The Declaration, aiming to establish a set guiding principles to shape nuclear diplomacy in the decades ahead, called on states to reiterate their commitment to the Comprehensive Nuclear Test Ban Treaty, the Nuclear Non-Proliferation Treaty and the Outer Space Treaty with updates to account for new and evolving technologies.
The assembly warned that emerging technologies, specifically artificial intelligence, are rapidly changing the nuclear landscape, introducing new vulnerabilities alongside potential tools for oversight.

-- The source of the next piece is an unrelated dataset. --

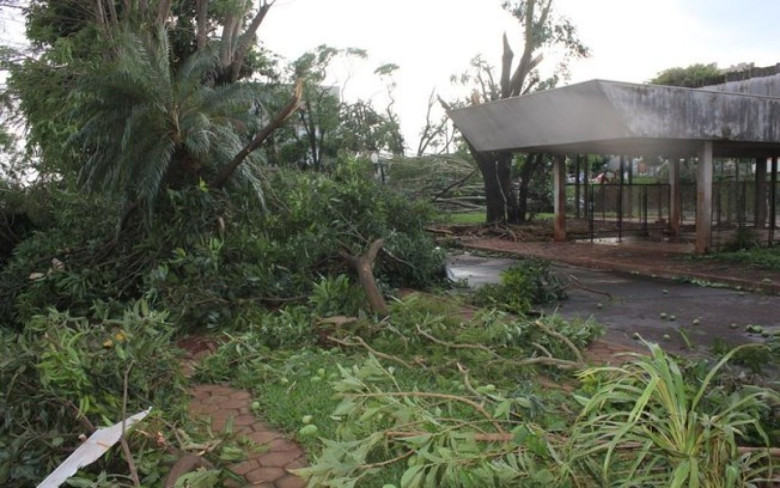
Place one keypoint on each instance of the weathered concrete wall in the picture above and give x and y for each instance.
(767, 86)
(619, 116)
(697, 115)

Participants called on all nuclear armed states to ensure human control and oversight over nuclear command and control, increase decision-making timelines for determining the reliability of information received and institute the “two-person rule,” ensuring at least two individuals are involved in the decision-making in the use of nuclear force.

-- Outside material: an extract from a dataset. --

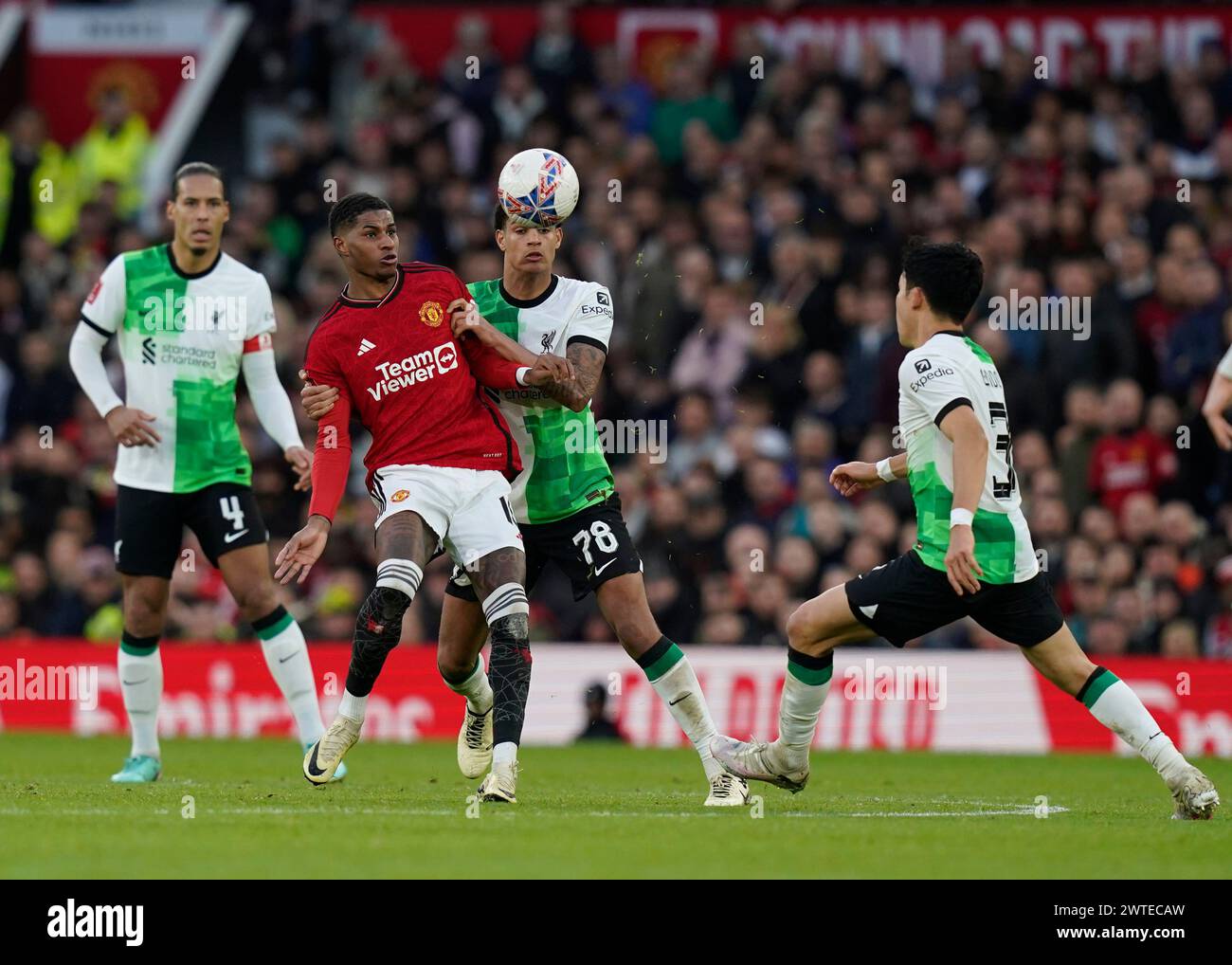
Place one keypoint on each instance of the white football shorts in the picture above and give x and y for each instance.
(467, 509)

“No world leader should be faced with having to decide on the use of nuclear weapons in very short times as they are today,” commented Herbert Lin. “This is intolerable, it doesn’t have to be this way, and I am glad the statement called attention to it.”
The list of actions concluded by reflecting on the devastation brought on by the atomic bombings of Hiroshima and Nagasaki, urging world leaders to remember the grave humanitarian consequences of nuclear war. Experts and laureates called on every nation to increase investments and cooperative research into the impacts of nuclear conflict including, environmentally, socially, militarily and economically.

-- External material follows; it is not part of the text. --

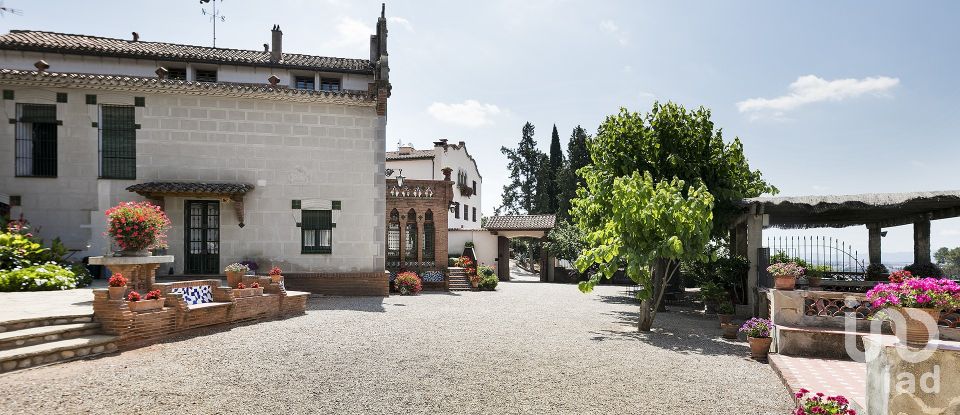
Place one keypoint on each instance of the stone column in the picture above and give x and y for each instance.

“This meeting was both fascinating and foreboding to me at the same time. There are many aspects to consider when nuclear conflicts, deterrence, AI, missile defenses, and international agreements are concerned, and I was fortunate to be able to learn about and discuss these issues with the arms control experts at the meeting,” explains William E. Moerner. “Contemplating the increasing probability of nuclear war took me back to my childhood in the 1960s, when the concern at that time included details in the general press about personal bomb shelters, fallout, drills, etc. In the decades since, I have marveled that nuclear war did not happen, partly due to the well-known concept that “cooler heads prevailed”. Today, I don’t see as many “cooler heads” holding the reins of power, which concerns me greatly.”
The conference culminated with a public concert from the Grammy-Award-winning Kronos Quartet and guest singer Allison Russell. The performance included a rendition of the 1962 Bob Dylan song “A Hard Rain’s A-Gonna Fall,” and string quartet instrumental pieces interwoven with spoken-word stories from experts at the conference, of nuclear near-misses and moments that almost ended the world. The result was not only an artistic achievement but an illustration of global unity in the face of indiscriminate threats.
Scott Sagan noted, “Bob Dylan ended “Hard Rain” with the moving lyric ‘I’ll know my songs well, before I start singing.’ That is what this meeting of Nobel Laureates and nuclear experts did for all of us. We discussed multiple nuclear risks and potential solutions from many different perspectives and it helped us better craft a statement about practical steps to reduce the danger of nuclear war.”
The declaration left readers with a final plea from Nobel Laureates Bertrand Russell and Albert Einstein: “We appeal as human beings to human beings: remember your humanity and forget the rest.” A call that left laureates and experts with a sobering reminder: “Our survival and the survival of future generations are at stake.”